The term-to-term disparities outlined above present a difficulty in analyzing OT07: unlike 2006, with its prevailing 5-4 splits — and the dominance of ideological alignments within those splits — 2007 does not provide a simple ideological explanation for its frequent dissent. 7-2 rulings, by their very nature, dilute the cohesion of either ideological bloc and even a closer examination of 6-3 and 5-4 opinions shows a slip in traditional ideological alignments. Of 26 signed opinions with three or more dissents in 2006 (removing one 6-3 per curiam opinion), 19, or 73%, split along traditional left-right lines (that is, with three or four members of one ideological bloc dissenting together). In 2007, that number was 14 of 22, or 64% (removing the two 4-4 per curiam splits in Tom F. and Warner-Lambert).
An interesting side note: six of the 14 ideological splits from 2007 were 6-3 opinions in which the majority was made up of the four members of one ideological bloc, Justice Kennedy, and one member of the other bloc (e.g. the majority in Gomez-Perez was Justices Stevens, Kennedy, Souter, Ginsburg, Breyer and Alito). Without commenting on the likelihood of such an occurrence, only a handful of votes changed this term from submitting a very similar number of ideologically split 5-4 decisions as 2006.

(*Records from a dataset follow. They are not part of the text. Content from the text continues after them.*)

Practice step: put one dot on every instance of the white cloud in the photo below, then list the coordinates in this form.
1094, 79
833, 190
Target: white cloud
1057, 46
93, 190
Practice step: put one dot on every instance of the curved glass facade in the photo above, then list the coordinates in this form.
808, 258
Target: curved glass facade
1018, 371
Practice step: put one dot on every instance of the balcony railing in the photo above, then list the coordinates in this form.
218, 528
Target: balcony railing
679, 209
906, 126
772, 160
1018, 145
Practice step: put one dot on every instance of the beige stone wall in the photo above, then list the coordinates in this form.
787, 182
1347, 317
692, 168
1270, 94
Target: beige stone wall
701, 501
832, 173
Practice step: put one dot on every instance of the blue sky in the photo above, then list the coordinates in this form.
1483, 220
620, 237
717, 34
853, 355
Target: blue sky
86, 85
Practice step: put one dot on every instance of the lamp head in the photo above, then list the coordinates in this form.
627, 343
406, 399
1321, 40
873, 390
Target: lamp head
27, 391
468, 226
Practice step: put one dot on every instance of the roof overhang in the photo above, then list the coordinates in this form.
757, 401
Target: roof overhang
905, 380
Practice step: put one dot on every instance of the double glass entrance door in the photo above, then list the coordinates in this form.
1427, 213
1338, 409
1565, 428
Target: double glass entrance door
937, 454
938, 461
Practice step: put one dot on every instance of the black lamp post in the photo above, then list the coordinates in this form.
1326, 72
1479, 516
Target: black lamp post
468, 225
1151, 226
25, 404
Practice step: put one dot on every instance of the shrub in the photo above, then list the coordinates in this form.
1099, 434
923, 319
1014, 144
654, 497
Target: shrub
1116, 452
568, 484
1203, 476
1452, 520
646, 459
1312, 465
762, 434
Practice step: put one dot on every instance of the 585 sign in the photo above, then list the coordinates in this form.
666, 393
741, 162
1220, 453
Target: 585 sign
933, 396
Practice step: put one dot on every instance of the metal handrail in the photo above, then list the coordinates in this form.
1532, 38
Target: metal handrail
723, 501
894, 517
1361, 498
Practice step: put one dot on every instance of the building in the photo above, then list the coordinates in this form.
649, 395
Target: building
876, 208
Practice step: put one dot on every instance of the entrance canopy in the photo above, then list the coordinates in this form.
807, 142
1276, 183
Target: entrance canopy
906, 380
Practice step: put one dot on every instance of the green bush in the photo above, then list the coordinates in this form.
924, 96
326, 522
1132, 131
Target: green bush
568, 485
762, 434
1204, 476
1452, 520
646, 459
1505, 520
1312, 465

The simplest explanation for all of this seems to be that while Justices continued to disagree with one another frequently in 2007, those disagreements lost some of the ideological character of the previous term. Chief Justice Roberts has made his viewpoint on unanimity clear, calling for narrower rulings that could attract more robust majorities from across the liberal-conservative spectrum. In a sense, the decline in 5-4s and in contentious ideological splits shows that this Term is more in-line with how the Chief envisions the Court doing its best work, even if the unanimous majorities continue to prove elusive.
One caveat to all this: in two of the most closely-watched of all the cases this term, Heller and Boumediene, Court watchers likely felt a sense of OT 2006 déjà vu. Once again they saw 5-4 splits decided along ideological lines; in Heller, they once again saw a dissent read from the bench; once again some quite pointed language crept into both the majority and dissenting opinions. Is it possible that these cases, with their links to the atmosphere of the 2006 term, provide a better guide for the Court in OT 2008?